FlagRequiredDefaultDescription
--url <url>YesMCP server URL
--protocol-version <v>Yes2025-03-26, 2025-06-18, or 2025-11-25
--registration <s>Yescimd, dcr, or preregistered
--auth-mode <m>Nointeractiveheadless, interactive, or client_credentials
--client-id <id>NoOAuth client ID (required for preregistered)
--client-secret <s>NoOAuth client secret
--client-metadata-url <url>NoCIMD metadata document URL
--redirect-url <url>NoAuto-generatedOAuth redirect URL
--scopes <scopes>NoSpace-separated scope string
--header <header>NoHTTP header Key: Value (repeatable)
--step-timeout <ms>No30000Per-step timeout
--verify-toolsNoAfter login, connect and list tools
--verify-call-tool <name>NoAfter listing, also call a named tool
--credentials-out <path>NoWrite OAuth credentials to file (mode 0600); stdout output has secret fields redacted
--debug-out <path>NoWrite debug artifact to file
For interactive login, a custom --redirect-url must still be an http://localhost or http://127.0.0.1 loopback URL. Custom callback paths are supported.

Using tokens from login

Credentials file (interactive & agent workflows)

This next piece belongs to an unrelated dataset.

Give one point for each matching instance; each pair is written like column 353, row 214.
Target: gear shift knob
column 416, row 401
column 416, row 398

For interactive or agent workflows where you login once and run multiple commands, save credentials to a file: 
# Login and save credentials
mcpjam oauth login --url https://your-server.com/mcp --credentials-out creds.json

# Reuse across commands
mcpjam tools list --url https://your-server.com/mcp --credentials-file creds.json
mcpjam server doctor --url https://your-server.com/mcp --credentials-file creds.json
mcpjam protocol conformance --url https://your-server.com/mcp --credentials-file creds.json
The credentials file includes the server URL and any reusable OAuth credentials returned by the login flow. The CLI validates that the file’s server URL matches the target and checks token expiry before use. Connected commands such as tools list, resources list, prompts list, and server doctor can use refresh-token credentials from the file when the saved access token is expired. protocol conformance and server probe only read a non-expired access token from the file; if the access token is expired, run oauth login --credentials-out again or pass a fresh token directly.
--credentials-file cannot be combined with --access-token, --oauth-access-token, --refresh-token, --client-id, or --client-secret. The CLI rejects conflicting auth sources upfront.

Direct token passing (CI/CD & M2M)

When you already have a token from an environment variable, a secret store, or a client_credentials flow, pass it directly: 
# From an environment variable or secret store
mcpjam tools list --url https://your-server.com/mcp --access-token "$TOKEN"
mcpjam server doctor --url https://your-server.com/mcp --oauth-access-token "$TOKEN"

# M2M: preregistered client_credentials — token comes back on stdout
TOKEN=$(mcpjam oauth login --url https://your-server.com/mcp \
  --protocol-version 2025-11-25 --registration preregistered \
  --auth-mode client_credentials \
  --client-id "$CLIENT_ID" --client-secret "$CLIENT_SECRET" \
  --format json | jq -r '.credentials.accessToken')

mcpjam tools list --url https://your-server.com/mcp --access-token "$TOKEN"
You can also use --refresh-token with --client-id (and optionally --client-secret) for commands that support automatic token refresh.